Cette lettre eut beaucoup de succès dans ma famille, et M. Molé m'écrivit à cette occasion le billet le plus aimable; il m'assurait qu'il aurait suivi mon exemple, si les souvenirs de sa famille ne l'eussent point destiné à la magistrature.
Je ne montai la garde qu'une seule fois comme soldat; on me mit en faction à la porte du magasin d'habillement, et je quittai mon poste. J'ajoute tout de suite que j'étais dans mon droit, car mon caporal y était et le trouvait bon. Ma deuxième faction a été, près d'un demi-siècle plus tard, comme garde national, à l'entrée de la caserne de la rue de la Pépinière, après 1848; et cette fois-là, je n'ai pas déserté mon poste.

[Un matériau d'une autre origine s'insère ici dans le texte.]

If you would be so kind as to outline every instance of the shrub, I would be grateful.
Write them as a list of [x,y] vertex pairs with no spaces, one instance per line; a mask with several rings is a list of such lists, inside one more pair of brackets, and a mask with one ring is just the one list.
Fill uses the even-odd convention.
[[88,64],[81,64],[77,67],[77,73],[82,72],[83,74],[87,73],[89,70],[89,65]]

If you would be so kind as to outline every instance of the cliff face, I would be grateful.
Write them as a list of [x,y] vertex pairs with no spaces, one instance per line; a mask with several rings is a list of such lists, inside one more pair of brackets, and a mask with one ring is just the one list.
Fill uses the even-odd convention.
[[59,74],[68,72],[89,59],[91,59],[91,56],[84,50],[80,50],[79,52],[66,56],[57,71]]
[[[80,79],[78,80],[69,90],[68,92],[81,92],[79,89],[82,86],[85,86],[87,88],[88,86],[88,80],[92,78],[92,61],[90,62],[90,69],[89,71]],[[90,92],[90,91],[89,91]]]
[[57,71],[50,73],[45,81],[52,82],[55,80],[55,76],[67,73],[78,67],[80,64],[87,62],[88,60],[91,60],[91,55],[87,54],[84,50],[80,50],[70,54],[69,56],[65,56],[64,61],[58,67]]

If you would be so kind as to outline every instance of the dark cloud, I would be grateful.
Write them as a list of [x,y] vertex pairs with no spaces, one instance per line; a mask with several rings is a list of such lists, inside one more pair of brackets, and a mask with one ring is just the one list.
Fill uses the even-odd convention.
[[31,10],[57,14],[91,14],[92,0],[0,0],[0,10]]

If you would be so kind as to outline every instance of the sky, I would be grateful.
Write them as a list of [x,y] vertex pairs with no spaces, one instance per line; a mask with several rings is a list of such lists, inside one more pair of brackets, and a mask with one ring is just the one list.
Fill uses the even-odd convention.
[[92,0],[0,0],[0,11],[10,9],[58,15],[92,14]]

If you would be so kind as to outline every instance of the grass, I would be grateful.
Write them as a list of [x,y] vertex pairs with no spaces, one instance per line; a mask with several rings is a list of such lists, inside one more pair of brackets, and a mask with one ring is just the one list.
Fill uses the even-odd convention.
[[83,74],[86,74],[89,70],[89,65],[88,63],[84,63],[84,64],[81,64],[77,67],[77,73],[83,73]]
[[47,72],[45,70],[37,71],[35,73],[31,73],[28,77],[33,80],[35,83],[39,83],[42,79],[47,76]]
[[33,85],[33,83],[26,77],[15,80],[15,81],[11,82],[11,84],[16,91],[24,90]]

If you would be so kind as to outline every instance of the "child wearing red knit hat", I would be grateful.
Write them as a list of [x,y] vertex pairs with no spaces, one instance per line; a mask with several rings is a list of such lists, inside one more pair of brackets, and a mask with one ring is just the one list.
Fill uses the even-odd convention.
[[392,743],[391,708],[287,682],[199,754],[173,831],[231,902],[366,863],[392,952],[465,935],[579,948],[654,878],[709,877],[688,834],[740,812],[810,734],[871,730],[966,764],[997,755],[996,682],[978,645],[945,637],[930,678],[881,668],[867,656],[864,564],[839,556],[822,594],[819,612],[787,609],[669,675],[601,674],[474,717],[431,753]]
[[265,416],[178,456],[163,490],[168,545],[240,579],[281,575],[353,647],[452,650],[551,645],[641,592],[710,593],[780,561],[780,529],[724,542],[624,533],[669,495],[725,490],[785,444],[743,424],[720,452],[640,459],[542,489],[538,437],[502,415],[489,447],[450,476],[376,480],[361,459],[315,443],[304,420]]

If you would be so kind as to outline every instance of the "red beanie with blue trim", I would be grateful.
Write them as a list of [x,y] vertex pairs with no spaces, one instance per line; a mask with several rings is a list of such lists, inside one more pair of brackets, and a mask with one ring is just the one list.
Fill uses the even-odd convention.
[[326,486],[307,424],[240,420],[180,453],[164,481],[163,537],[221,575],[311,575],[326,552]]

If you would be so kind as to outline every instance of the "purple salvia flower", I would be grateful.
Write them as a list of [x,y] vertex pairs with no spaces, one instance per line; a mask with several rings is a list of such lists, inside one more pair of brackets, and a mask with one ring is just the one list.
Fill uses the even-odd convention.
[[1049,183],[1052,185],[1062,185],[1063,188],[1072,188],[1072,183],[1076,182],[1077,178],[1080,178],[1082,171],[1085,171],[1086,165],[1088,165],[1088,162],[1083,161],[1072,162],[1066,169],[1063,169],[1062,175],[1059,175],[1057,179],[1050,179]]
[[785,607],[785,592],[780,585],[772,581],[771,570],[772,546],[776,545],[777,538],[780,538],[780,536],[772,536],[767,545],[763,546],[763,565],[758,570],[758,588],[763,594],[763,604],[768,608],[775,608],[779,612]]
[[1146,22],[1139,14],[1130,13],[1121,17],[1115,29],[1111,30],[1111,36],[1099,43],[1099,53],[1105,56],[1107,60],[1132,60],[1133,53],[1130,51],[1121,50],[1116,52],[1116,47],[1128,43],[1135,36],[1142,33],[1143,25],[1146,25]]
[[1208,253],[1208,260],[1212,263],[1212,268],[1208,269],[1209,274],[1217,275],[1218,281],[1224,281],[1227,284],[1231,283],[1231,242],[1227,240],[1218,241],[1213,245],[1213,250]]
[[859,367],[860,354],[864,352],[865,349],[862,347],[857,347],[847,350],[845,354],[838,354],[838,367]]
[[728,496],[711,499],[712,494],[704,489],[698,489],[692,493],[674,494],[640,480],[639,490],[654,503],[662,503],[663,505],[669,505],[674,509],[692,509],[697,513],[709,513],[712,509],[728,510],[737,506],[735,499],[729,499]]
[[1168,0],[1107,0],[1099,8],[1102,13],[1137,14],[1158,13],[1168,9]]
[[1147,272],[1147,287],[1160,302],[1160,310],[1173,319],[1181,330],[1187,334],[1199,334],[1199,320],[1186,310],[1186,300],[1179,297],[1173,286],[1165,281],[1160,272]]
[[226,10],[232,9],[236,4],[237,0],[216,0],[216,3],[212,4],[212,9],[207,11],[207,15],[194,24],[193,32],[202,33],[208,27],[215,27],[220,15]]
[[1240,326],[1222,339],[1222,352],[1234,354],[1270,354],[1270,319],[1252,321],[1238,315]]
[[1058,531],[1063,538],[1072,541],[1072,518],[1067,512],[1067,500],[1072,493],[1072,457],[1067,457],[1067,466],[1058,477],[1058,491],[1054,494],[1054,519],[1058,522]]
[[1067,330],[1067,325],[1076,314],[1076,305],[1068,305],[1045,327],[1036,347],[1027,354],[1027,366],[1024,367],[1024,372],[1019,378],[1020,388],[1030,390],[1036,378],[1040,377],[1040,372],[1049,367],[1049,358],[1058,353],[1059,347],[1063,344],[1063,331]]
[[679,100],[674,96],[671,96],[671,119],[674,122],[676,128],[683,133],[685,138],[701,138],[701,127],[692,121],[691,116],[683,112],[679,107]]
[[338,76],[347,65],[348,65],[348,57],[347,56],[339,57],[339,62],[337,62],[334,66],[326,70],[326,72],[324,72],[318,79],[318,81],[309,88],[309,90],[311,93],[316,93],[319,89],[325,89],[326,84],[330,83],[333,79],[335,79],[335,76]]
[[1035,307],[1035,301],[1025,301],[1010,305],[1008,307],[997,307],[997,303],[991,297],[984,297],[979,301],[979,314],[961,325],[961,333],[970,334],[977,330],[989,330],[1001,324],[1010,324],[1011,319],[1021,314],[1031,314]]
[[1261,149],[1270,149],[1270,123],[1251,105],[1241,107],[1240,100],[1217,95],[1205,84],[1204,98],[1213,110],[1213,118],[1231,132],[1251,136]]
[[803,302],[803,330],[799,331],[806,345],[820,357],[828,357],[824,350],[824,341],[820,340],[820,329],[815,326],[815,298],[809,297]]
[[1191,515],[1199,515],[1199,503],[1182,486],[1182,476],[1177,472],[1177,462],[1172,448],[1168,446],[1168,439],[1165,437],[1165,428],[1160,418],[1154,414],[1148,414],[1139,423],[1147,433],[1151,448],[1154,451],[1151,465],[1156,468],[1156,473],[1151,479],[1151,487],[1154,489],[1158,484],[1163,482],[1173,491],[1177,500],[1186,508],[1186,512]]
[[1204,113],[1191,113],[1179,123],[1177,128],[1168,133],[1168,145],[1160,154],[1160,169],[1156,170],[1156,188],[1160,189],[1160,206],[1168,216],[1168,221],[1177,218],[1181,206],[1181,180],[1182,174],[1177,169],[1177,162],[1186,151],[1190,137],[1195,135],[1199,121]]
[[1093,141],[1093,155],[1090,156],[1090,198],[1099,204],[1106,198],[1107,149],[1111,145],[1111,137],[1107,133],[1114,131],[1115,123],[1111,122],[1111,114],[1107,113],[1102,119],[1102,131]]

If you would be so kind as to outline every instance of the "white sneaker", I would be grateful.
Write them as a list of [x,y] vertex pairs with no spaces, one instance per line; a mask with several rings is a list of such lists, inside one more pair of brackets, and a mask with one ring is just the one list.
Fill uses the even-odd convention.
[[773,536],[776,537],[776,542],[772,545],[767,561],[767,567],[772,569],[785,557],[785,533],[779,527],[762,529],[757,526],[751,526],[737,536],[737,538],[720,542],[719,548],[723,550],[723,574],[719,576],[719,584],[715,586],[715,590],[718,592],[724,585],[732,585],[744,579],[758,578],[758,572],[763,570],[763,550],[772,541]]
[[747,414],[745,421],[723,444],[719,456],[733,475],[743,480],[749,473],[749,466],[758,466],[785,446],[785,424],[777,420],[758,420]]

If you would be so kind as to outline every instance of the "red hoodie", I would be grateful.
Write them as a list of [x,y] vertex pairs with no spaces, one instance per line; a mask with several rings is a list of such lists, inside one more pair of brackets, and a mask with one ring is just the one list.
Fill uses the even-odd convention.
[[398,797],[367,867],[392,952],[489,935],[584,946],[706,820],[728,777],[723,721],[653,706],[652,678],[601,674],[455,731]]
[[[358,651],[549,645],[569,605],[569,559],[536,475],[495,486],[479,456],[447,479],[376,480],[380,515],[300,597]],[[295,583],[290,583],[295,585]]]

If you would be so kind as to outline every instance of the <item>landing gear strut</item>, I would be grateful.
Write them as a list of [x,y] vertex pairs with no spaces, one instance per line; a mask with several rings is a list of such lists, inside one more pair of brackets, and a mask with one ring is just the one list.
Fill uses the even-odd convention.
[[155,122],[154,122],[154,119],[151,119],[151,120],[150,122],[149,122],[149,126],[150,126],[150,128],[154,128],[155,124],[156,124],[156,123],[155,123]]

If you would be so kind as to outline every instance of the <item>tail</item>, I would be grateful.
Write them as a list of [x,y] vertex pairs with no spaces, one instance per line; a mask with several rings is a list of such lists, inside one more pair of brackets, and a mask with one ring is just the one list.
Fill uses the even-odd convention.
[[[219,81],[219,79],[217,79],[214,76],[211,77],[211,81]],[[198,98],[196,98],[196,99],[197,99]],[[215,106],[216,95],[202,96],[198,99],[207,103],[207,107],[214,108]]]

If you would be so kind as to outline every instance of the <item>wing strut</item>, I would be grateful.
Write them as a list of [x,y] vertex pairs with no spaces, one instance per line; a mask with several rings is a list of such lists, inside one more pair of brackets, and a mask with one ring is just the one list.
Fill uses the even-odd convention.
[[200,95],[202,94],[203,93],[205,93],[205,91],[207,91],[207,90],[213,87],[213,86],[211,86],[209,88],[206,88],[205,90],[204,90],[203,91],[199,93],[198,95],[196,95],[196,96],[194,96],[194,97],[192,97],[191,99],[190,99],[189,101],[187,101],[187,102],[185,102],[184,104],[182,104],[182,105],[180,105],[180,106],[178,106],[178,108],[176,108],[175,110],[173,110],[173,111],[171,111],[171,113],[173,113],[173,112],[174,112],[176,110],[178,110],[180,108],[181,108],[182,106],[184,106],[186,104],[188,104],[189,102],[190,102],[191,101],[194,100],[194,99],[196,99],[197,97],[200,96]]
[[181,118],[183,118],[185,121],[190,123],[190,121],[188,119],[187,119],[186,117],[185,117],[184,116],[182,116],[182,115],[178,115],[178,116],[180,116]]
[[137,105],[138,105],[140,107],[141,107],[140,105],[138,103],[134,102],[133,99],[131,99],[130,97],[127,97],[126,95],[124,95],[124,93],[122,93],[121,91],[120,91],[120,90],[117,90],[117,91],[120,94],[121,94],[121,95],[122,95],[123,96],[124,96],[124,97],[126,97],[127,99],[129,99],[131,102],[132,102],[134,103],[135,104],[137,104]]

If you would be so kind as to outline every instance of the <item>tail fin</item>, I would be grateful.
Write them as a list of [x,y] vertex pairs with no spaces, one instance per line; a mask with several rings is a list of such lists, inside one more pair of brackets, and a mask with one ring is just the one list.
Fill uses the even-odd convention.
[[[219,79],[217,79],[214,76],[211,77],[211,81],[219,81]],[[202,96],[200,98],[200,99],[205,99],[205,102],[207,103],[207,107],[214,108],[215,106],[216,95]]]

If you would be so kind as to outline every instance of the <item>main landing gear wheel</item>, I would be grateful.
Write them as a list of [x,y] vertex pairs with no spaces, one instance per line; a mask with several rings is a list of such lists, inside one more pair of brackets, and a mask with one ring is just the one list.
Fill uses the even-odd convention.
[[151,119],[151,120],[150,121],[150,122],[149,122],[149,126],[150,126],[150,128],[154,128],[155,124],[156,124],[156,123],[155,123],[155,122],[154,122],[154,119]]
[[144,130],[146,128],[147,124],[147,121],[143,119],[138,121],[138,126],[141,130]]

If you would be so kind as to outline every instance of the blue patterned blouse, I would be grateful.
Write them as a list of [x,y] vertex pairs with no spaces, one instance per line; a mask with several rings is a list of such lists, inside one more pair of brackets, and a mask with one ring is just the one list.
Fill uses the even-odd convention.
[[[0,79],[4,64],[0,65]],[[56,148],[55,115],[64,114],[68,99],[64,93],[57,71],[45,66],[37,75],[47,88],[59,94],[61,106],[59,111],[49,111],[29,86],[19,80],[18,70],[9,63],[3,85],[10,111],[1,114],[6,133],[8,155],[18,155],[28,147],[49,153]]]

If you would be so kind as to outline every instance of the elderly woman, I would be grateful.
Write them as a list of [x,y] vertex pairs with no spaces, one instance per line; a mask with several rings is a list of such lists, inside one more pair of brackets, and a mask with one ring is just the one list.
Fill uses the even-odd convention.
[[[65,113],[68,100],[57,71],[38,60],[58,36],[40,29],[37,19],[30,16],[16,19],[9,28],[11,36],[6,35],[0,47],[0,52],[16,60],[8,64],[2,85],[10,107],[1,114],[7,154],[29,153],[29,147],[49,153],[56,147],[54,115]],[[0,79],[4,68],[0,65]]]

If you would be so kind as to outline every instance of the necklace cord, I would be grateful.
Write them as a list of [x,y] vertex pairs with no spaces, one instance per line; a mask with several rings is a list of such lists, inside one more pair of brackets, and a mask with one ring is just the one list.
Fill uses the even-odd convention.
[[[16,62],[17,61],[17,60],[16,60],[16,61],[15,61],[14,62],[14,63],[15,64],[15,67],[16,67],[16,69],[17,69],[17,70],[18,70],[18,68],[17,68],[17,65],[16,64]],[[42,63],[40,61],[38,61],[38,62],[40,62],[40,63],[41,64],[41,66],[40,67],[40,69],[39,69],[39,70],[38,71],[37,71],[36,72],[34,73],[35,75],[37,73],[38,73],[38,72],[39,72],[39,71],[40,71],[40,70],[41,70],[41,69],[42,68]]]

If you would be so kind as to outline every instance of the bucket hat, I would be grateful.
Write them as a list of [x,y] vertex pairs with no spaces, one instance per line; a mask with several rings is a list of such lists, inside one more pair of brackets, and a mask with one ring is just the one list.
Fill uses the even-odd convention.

Avec ma réputation de fortune, il était assez naturel de payer ma bien-venue. Le colonel me dit que ce serait de bonne grâce de ma part, mais qu'il ne fallait pas me le laisser imposer. Les soldats m'en parlèrent, je répondis que nous verrions plus tard; et, au moment où l'on y pensait le moins, je donnai un grand repas. J'invitai les soldats de ma baraque et tous les caporaux de la compagnie. Le repas se composait de quelques plats de grosse viande, d'une salade, d'un plat de pommes de terre, de la bière à discrétion, et de mauvais vin d'ordinaire, dont j'offrais dans de petits verres. Le vin, qui coûtait vingt-cinq sous la bouteille, était un objet du plus grand luxe. Un verre d'eau-de-vie termina le repas. Nous étions quatorze et j'en fus quitte pour 21 francs. Mais un déjeuner que j'offris souvent à la chambrée se composait d'un petit pain avec un verre d'eau-de-vie pour chacun; des soldats qui faisaient ce commerce nous les apportaient avant que nous fussions levés, et nous prenions ce premier repas en causant, chacun renfermé dans son sac. Rien au monde ne leur faisait plus de plaisir.
Un jeune caporal se chargeait particulièrement de mon instruction. Ce caporal, me trouvant fort novice pour l'état militaire, croyait apparemment mon ignorance égale en toutes choses. Un jour, nous promenant ensemble sur les bords de la mer, il voulut m'apprendre ce que c'était que le flux et le reflux; pour le coup, ce fut à moi de prendre ma revanche, et je lui dis que je me rappelais très-bien que lorsque César conduisit les légions romaines sur les bords de l'Océan, les soldats furent étonnés de ce phénomène qui n'a point lieu dans la Méditerranée. Il resta stupéfait.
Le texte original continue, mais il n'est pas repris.